That sudden shift revealed the risks in building a long-term business model on a tariff structure that is vulnerable to change. It could trigger flashbacks to the PJM frequency regulation market's sudden decline; if there’s any lesson to extrapolate from there, it’s the importance of making your money back soon, before rule changes scuttle the business model.
Demand-charge models are particularly susceptible to this risk. Utilities and their regulators set rates in order to recoup necessary investments in grid infrastructure. Demand charges are one way to make that money back. But if every customer that had to pay demand charges successfully avoided them with clever battery investments, the charge would lose its ability to collect money for the grid, forcing a change in the rate design.
In any case, the changes in Ontario are just temporary, Martin noted.
“The long-term value proposition is unchanged, and we continue to see Ontario as a strategic growth market for battery storage,” he said.
The nonresidential storage segment has never managed to sustain long-term growth, according to data from Wood Mackenzie.
Quarterly deployments jumped up and down over the years, with seemingly promising growth runs ending after two consecutive quarters. That’s markedly different from the residential market, which is on a six-quarter growth streak.
Efforts to standardize products and shorten the sales cycle could help fuel sustainable growth.
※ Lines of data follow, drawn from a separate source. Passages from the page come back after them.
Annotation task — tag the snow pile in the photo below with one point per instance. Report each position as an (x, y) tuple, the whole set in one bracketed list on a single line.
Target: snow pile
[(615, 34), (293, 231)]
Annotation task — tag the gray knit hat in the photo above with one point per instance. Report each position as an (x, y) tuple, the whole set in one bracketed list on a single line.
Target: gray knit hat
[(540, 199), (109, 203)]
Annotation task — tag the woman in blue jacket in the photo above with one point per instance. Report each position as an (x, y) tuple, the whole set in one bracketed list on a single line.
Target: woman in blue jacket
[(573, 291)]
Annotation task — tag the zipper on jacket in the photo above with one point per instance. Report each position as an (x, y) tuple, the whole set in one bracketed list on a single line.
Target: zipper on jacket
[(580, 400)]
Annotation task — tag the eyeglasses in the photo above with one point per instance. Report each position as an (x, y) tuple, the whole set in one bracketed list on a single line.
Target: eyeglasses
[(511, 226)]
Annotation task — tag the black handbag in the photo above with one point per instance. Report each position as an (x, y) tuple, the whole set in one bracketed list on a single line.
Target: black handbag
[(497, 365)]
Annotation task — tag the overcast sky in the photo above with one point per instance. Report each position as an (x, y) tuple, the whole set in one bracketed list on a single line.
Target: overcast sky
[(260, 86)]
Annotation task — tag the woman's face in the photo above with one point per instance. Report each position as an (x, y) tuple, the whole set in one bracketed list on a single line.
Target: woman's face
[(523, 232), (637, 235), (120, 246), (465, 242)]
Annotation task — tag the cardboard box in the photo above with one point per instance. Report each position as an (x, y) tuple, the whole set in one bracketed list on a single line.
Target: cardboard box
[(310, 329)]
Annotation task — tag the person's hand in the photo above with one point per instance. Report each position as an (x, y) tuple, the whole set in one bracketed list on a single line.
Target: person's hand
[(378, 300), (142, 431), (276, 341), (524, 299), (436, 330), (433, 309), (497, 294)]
In the near term, teaming up with the distributed solar industry serves that goal, said Stem’s Russo.
“The solar industry has a great track record and has continued to project growth,” he explained. “As a [chief revenue officer], I’d much rather attach to a large, robust, growing market than have to carve out my own market.”
Developers also flag electric vehicle fleet charging and backup power as services that are becoming more attractive to corporate customers. The business models there are less proven, though.
Engie staked out a model for this in a deal for the Santa Barbara Unified School District. It will install onsite solar across the school portfolio, with battery backup at the larger facilities. Savings from solar and battery operations mean this deal will deliver cheaper electricity over its lifetime while providing backup power to protect against fires or earthquakes.
Demand-management batteries historically were too small to offer meaningful backup because making them larger would throw off project economics. Santa Barbara shows that the calculus is changing, and the architects of the deal insist the model could work in other outage-prone regions.
The biggest question mark hanging over the future of storage for bill management is the recent Federal Energy Regulatory Commission Order 2222. The decision asks the organized power markets to make rules to allow distributed resources to compete. Actual implementation remains months, if not years, away.
But the potential is high, Russo said. It could extend the sorts of opportunities Stem pursues in California into other geographies. “This is just creating an environment where developers will be able to proceed with greater confidence."
The state-by-state implementation is still unfolding, but developers can chase land rights and interconnection positions knowing that something is in the works.